There are several theories as to Cascadia’s silence. One of the possibilities is a very alarming one. It is possible the fault is merely an ominous pause. Meaning, these two slabs of the Earth’s crust have been jammed up against each other and locked together by their friction for many, many years. If this is true, tons of stress and strain has been building up that only a massive earthquake could relieve. It can cause the same kind of earthquake Japan saw in 2011, a magnitude 9 or higher. If an earthquake occurs, it can cause multiple and deadly tsunami waves across the Pacific and trigger destructive shock waves across a larger area of land than California has ever seen.

While there are geographical locations more prone to earthquakes than others in our nation, the truth is that earthquakes occur in many parts of the United States, more than people realize. Some believe a massive earthquake will strike our nation in the near future and it is said the effects would be apocalyptic for much of the northwestern United States. While we have sophisticated equipment that monitors and records earthquakes and helps experts narrow down locations that are more susceptible to earthquake occurrences; it is still very difficult for experts to precisely predict when an earthquake will strike a particular region. It is not a question of what happened in Japan will happen in North America, the question is when.

Works Cited

Jerry Thompson from the Extreme Earth special issue, Discover Magazine; published online March 13, 2012.
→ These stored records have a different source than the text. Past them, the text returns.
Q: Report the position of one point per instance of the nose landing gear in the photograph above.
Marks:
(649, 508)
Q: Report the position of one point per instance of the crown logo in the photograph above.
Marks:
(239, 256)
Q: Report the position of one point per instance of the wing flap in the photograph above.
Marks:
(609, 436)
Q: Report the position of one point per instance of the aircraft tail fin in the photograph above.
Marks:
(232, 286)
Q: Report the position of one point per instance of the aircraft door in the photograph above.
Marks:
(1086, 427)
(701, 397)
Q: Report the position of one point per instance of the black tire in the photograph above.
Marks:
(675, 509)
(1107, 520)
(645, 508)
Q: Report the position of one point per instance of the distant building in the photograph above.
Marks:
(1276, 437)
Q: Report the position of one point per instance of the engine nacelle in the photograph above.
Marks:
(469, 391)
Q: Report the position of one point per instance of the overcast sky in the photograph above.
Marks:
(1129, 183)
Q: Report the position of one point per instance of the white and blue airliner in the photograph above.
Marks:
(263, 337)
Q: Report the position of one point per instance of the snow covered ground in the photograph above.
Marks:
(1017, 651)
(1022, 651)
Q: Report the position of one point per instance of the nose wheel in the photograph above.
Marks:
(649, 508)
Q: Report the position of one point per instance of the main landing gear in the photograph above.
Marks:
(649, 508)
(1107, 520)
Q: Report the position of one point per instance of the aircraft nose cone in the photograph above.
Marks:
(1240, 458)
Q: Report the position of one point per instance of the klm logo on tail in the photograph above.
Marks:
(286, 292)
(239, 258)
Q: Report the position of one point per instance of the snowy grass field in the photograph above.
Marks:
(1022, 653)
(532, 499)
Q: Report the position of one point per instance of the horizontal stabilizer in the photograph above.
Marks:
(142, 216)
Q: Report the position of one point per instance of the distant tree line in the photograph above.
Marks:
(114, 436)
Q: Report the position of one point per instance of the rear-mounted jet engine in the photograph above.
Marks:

Andrew Cowper Lawson (July 25, 1861-June 16, 1952); Wikipedia June 28, 2012.

Earthquakes along the Cascadia and San Andreas Faults May Be Linked, Affecting Risk To San Francisco Bay Region, ScienceDaily (Apr. 3, 2008).

FEMA; http://www.ready.gov/earthquakes, July 23, 2012

U.S. Geological Survey; http://www.usgs.gov, July 26, 2012

Colorado Earthquakes; http://earthquake.usgs.gov/earthquakes/recenteqsww/Quakes/usc0005idz.php,August 23, 2011.

Definitions

Earthquake - A sudden slipping or movement of a portion of the earth’s crust, accompanied and followed by a series of vibrations.

Modified Mercalli Scale - Developed in 1931 by the American seismologists Harry Wood and Frank Neumann. This scale, composed of 12 increasing levels of intensity that range from imperceptible shaking to catastrophic destruction, is designated by Roman numerals. It does not have a mathematical basis; instead it is an arbitrary ranking based on observed effects)

Lithosphere - On Earth, it comprises the crust and the portion of the upper mantle that behaves elastically on time scales of thousands of years or greater.

Fault - The fracture across which displacement has occurred during an earthquake. The slippage may range from less than an inch to more than 10 yards in a severe earthquake.

Plate tectonics - is a scientific theory that describes the large-scale motions of Earth's lithosphere. The theory builds on the concepts of continental drift, developed during the first decades of the 20th century. It was accepted by the geoscientific community after the concepts of seafloor spreading were developed in the late 1950s and early 1960s.

Magnitude - The amount of energy released during an earthquake, which is computed from the amplitude of the seismic waves. A magnitude of 7.0 on the Richter scale indicates an extremely strong earthquake. Each whole number on the scale represents an increase of about 30 times more energy released than the previous whole number represents. Therefore, an earthquake measuring 6.0 is about 30 times more powerful than one measuring 5.0.

Seismic Waves - Vibrations that travel outward from the earthquake fault at speeds of several miles per second. Although fault slippage directly under a structure can cause considerable damage, the vibrations of seismic waves cause most of the destruction during earthquakes.